I'd like to clarify what I said before.
By using MapState mainly gain two things:
- position access by index
- the full list does not need to be deserialized to read values (which is
how ListState works).
Point access should obviously done by get(index).
However, iterating over the list should be done by iterating over the entry
(or value) set. The entry set iterator will prefetch multiple entries and
only deserialize the key / values when you access them. This reduces the
number of RocksDB look-ups.
2018-02-19 0:10 GMT+01:00 Ken Krugler <kkrugler_li...@transpac.com>:
> Hi there,
> I’ve got a MapState where I need to iterate over the entries.

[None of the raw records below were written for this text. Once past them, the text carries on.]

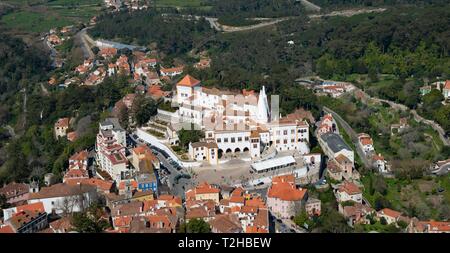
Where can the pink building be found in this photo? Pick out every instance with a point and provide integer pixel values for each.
(283, 198)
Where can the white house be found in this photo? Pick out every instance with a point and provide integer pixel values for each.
(333, 145)
(348, 191)
(204, 151)
(366, 143)
(63, 198)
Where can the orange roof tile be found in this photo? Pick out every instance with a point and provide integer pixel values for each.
(35, 207)
(283, 187)
(390, 213)
(188, 81)
(6, 229)
(350, 188)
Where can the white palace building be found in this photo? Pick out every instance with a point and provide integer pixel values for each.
(236, 122)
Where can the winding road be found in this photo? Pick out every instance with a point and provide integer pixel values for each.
(416, 116)
(350, 132)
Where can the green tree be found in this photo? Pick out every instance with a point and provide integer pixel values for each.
(187, 136)
(143, 109)
(195, 226)
(90, 221)
(301, 218)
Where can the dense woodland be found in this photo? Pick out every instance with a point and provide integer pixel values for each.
(411, 44)
(256, 8)
(346, 3)
(169, 33)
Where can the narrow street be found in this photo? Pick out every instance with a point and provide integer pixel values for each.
(417, 117)
(351, 133)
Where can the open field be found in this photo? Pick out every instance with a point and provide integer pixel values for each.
(182, 3)
(41, 16)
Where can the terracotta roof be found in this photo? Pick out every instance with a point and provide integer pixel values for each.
(206, 188)
(204, 144)
(350, 188)
(14, 189)
(447, 85)
(127, 209)
(61, 190)
(102, 185)
(35, 207)
(256, 202)
(366, 140)
(226, 224)
(283, 187)
(256, 230)
(133, 185)
(63, 224)
(199, 212)
(6, 229)
(81, 156)
(63, 122)
(342, 159)
(21, 218)
(122, 221)
(390, 213)
(440, 226)
(108, 51)
(172, 70)
(188, 81)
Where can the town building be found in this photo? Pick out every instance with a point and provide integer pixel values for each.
(348, 191)
(366, 143)
(110, 149)
(64, 198)
(284, 199)
(15, 192)
(61, 127)
(313, 207)
(333, 145)
(27, 221)
(204, 191)
(204, 151)
(446, 90)
(391, 216)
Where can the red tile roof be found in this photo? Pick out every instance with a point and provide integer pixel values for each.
(35, 207)
(390, 213)
(102, 185)
(283, 187)
(63, 122)
(440, 226)
(350, 188)
(6, 229)
(447, 85)
(188, 81)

> This currently isn’t supported (at least for Rocks DB), AFAIK, though
> there is an issue/PR <https://issues.apache.org/jira/browse/FLINK-8297> to
> improve this.
> The best solution I’ve seen is what Fabian proposed, which involves
> keeping a ValueState with a count of entries, and then having the key for
> the MapState be the index.
> I cannot comment on the internal design, but you could put the data into a
> RocksDBStateBackend MapState<Integer, X> where the value X is your data
> type and the key is the list index. You would need another ValueState for
> the current number of elements that you put into the MapState.
> A MapState allows to fetch and traverse the key, value, or entry set of the
> Map without loading it completely into memory.
> The sets are traversed in sort order of the key, so should be in insertion
> order (given that you properly increment the list index).
> This effectively lets you iterate over all of the map entries for a given
> (keyed) state - though it doesn’t solve the “I have to iterate over _every_
> entry” situation.
> Is this currently the best option?
> — Ken
> +1 530-210-6378 <(530)%20210-6378>